Sincronizzazione: il punto critico del multicella
Le base multicella devono restare sincronizzate per permettere l'handover. Due modalità:
- Sincronizzazione over-air: le base si ascoltano via radio. Semplice da installare, ma richiede una sovrapposizione di segnale sufficiente tra celle adiacenti (indicativamente -70 dBm o meglio nel punto di confine).
- Sincronizzazione via LAN (IEEE 1588 / PTP): le base si allineano sulla rete. Più robusta, ma pretende switch che non introducano jitter eccessivo e, idealmente, supporto PTP.
In pratica: se il sito è ampio e le base sono su piani diversi, la sincronizzazione over-air è fragile. Meglio prevedere la LAN, con PoE che alimenta le base evitando prese elettriche in posizioni scomode.
Site survey, anche minimo
Un rilievo serio evita la maggior parte dei problemi post-installazione. Anche senza strumenti professionali si può fare molto:
- Camminare il perimetro con un portatile in chiamata e annotare dove l'audio degrada
- Segnare i materiali attraversati: cemento armato e pannelli metallici attenuano parecchio, il cartongesso quasi nulla
- Verificare la presenza di altri sistemi DECT nel palazzo (il DECT gestisce la coesistenza, ma i canali disponibili si riducono)
- Contare i punti rete disponibili: ogni base multicella richiede un drop Ethernet con PoE
Integrazione con il centralino
Lato SIP, alcune accortezze specifiche:
- Codec: G.711 è la scelta di default in LAN. G.722 (banda larga) migliora sensibilmente la resa vocale ma consuma un canale radio in più su alcune base.
- Registrazione: ogni portatile un account SIP. Su base multicella la registrazione è centralizzata sulla base primaria, che gestisce anche il failover.
- Provisioning: quasi tutti i sistemi supportano configurazione da file XML remoto. Con parchi oltre i 10 portatili è l'unico approccio sostenibile.

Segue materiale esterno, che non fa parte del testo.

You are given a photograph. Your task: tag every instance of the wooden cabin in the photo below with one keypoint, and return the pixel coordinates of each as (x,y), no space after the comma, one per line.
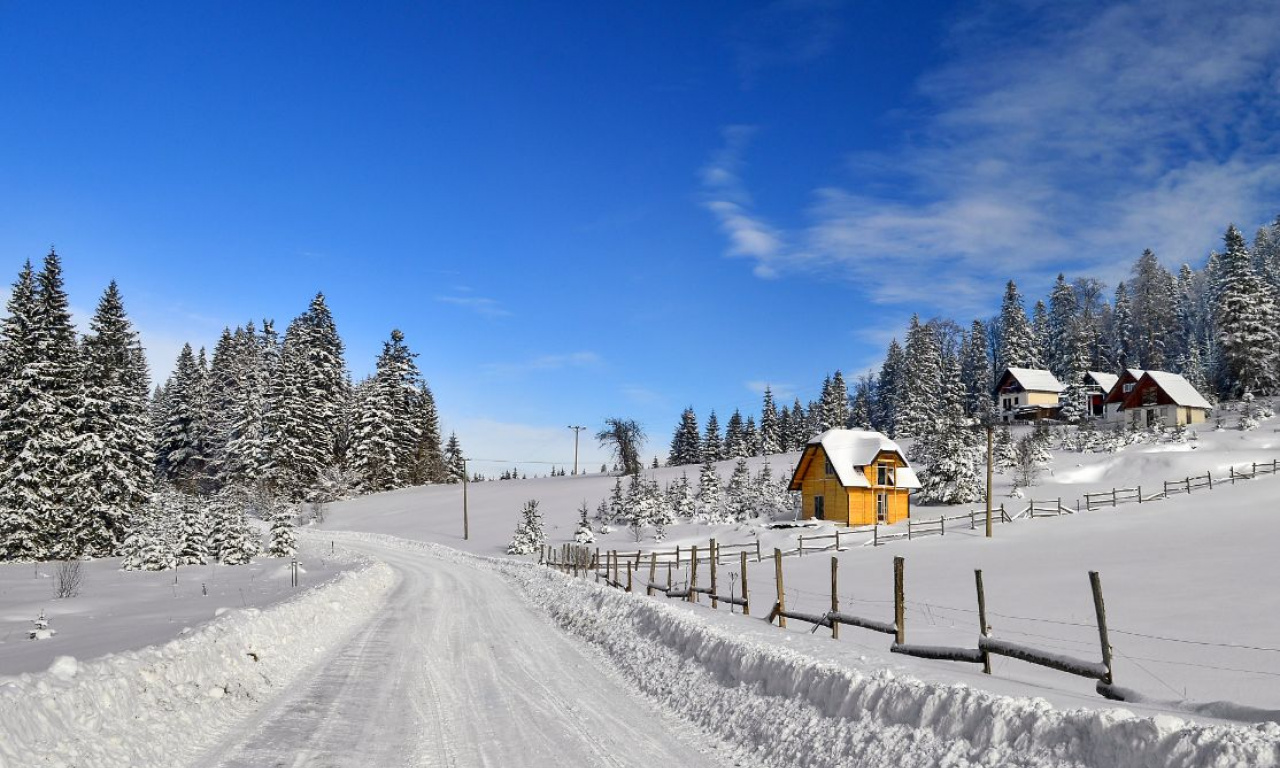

- Qualità: il traffico voce tra base e centralino va marcato DSCP EF e prioritizzato in QoS, esattamente come per i telefoni fissi.
Sicurezza
Il DECT moderno cifra il collegamento radio, ma la protezione dipende dal livello supportato dai dispositivi. Le versioni più recenti dello standard (DECT Security Step A/B/C) aggiungono autenticazione reciproca e rinnovo periodico delle chiavi: verificare che base e portatili implementino lo stesso livello, altrimenti si scende al minimo comune.
Sul lato IP valgono le regole di sempre: base e portatili in VLAN voce dedicata, SIP su TLS e media su SRTP dove il centralino li supporta, nessuna esposizione delle interfacce di gestione delle base verso Internet.
Quando il DECT non è la risposta
Se la copertura richiesta è già garantita da un'infrastruttura Wi-Fi ben progettata con roaming 802.11r, un softphone su smartphone aziendale può sostituire il cordless a costo zero di hardware radio. Il DECT resta però superiore in tre scenari: ambienti industriali con Wi-Fi congestionato, autonomia richiesta oltre la giornata lavorativa, necessità di dispositivi robusti con tasto di emergenza.
La scelta si fa sul sito, non sul catalogo.